A troca é vista como uma tentativa de o novo governo dar cabo a um processo de influência política das Forças Armadas iniciado durante o governo da também petista Dilma Rousseff (2011-2016), após a instauração da Comissão Nacional da Verdade (CNV).
“A construção do domínio civil sobre os militares se manteve do governo Fernando Collor até o governo Lula, mas começou a cair durante o governo Dilma, porque os militares se sublevaram, viram uma fraqueza nos civis, e ninguém os puniu”, aponta o cientista político André Anselmo, da Universidade de Syracuse, nos EUA, citando a investigação dos crimes cometidos durante a ditadura pela CNV como um dos principais motivos para essa reação de integrantes das Forças Armadas.

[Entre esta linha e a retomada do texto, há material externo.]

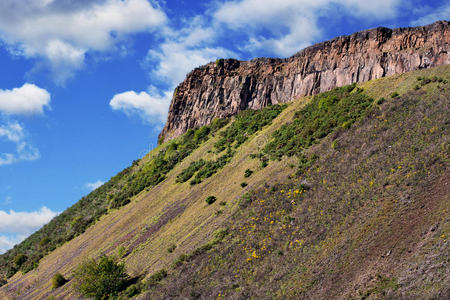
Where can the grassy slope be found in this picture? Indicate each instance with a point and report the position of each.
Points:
(173, 213)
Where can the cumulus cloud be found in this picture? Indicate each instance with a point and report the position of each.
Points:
(442, 13)
(287, 26)
(94, 185)
(62, 32)
(185, 49)
(16, 226)
(150, 107)
(15, 133)
(24, 222)
(29, 99)
(180, 52)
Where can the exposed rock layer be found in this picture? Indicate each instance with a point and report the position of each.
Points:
(228, 86)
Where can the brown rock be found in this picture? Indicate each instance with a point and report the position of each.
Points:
(223, 89)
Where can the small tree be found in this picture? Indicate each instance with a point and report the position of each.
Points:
(101, 279)
(58, 280)
(20, 259)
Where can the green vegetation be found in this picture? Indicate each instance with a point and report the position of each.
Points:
(211, 199)
(394, 95)
(309, 235)
(58, 280)
(171, 248)
(117, 192)
(157, 277)
(326, 113)
(245, 125)
(371, 186)
(100, 279)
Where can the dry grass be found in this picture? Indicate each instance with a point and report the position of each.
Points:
(172, 213)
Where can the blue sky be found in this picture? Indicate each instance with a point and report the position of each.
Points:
(85, 85)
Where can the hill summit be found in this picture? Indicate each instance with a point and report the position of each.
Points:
(340, 194)
(225, 87)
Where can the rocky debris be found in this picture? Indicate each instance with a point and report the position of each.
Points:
(227, 86)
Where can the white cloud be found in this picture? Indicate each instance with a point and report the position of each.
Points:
(151, 107)
(62, 32)
(7, 242)
(16, 226)
(94, 185)
(292, 24)
(442, 13)
(184, 50)
(15, 133)
(23, 223)
(26, 100)
(180, 52)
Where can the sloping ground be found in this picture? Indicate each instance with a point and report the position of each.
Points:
(369, 218)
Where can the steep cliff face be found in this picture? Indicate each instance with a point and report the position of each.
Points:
(228, 86)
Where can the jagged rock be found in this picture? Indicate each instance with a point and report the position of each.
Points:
(222, 89)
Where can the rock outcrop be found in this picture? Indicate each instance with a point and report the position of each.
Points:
(224, 88)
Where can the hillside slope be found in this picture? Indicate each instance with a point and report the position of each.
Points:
(354, 209)
(224, 88)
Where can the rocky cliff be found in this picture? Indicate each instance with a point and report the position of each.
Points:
(223, 88)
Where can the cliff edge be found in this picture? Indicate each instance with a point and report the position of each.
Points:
(224, 88)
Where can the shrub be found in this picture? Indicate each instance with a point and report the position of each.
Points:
(58, 280)
(157, 277)
(3, 281)
(327, 112)
(20, 259)
(211, 199)
(122, 251)
(133, 290)
(100, 279)
(43, 242)
(381, 101)
(171, 248)
(394, 95)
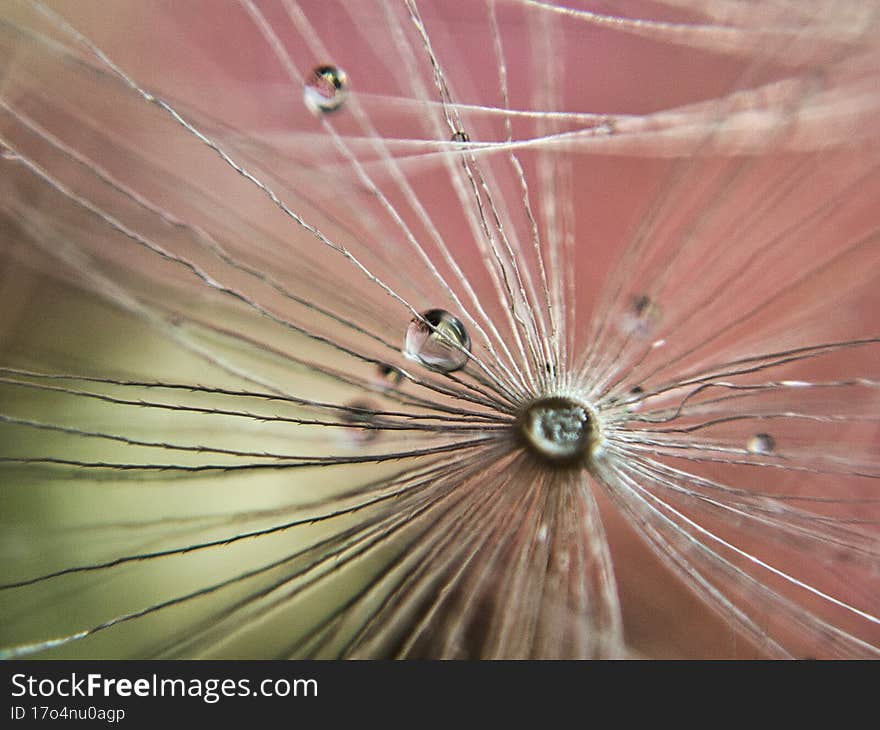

“Quando o general [Eduardo] Villas Bôas chegou ao comando do Exército [durante o governo Dilma], começou uma campanha aberta para que os comandantes tivessem perfil em redes sociais e postassem proficuamente. A grande maioria deles fazia postagens com platitudes, como treinamentos dentro dos quartéis. Mas vários deles perceberam uma audiência e começaram a falar de política”, acrescenta Anselmo.
Essa politização das Forças Armadas, que foi intensificada com a recriação do Gabinete de Segurança Institucional (GSI) durante o governo Temer, chegou ao ápice durante o mandato do capitão da reserva Bolsonaro, cujos discursos antidemocráticos são apontados como responsáveis por inflamar os atos golpistas de 8 de janeiro.
Janela de oportunidade
Para cientistas políticos ouvidos pela DW, o momento é de oportunidade para o atual governo petista diminuir a influência dos militares na administração federal. Segundo eles, o ideal seriam alterações efetivas na legislação brasileira para restringir a politização das Forças Armadas – o que, porém, tanto pelo possível desgaste político quanto pela própria agenda do Partido dos Trabalhadores é pouco provável de acontecer.
“No momento, há uma ‘janela de oportunidade’ para que sejam corrigidos alguns aspectos problemáticos – como a forte presença militar no governo e a visível desobediência do comando do Exército”, afirma Christoph Harig, especialista em segurança, militarismo e pesquisador do Instituto de Relações Internacionais da Universidade Técnica de Braunschweig, na Alemanha.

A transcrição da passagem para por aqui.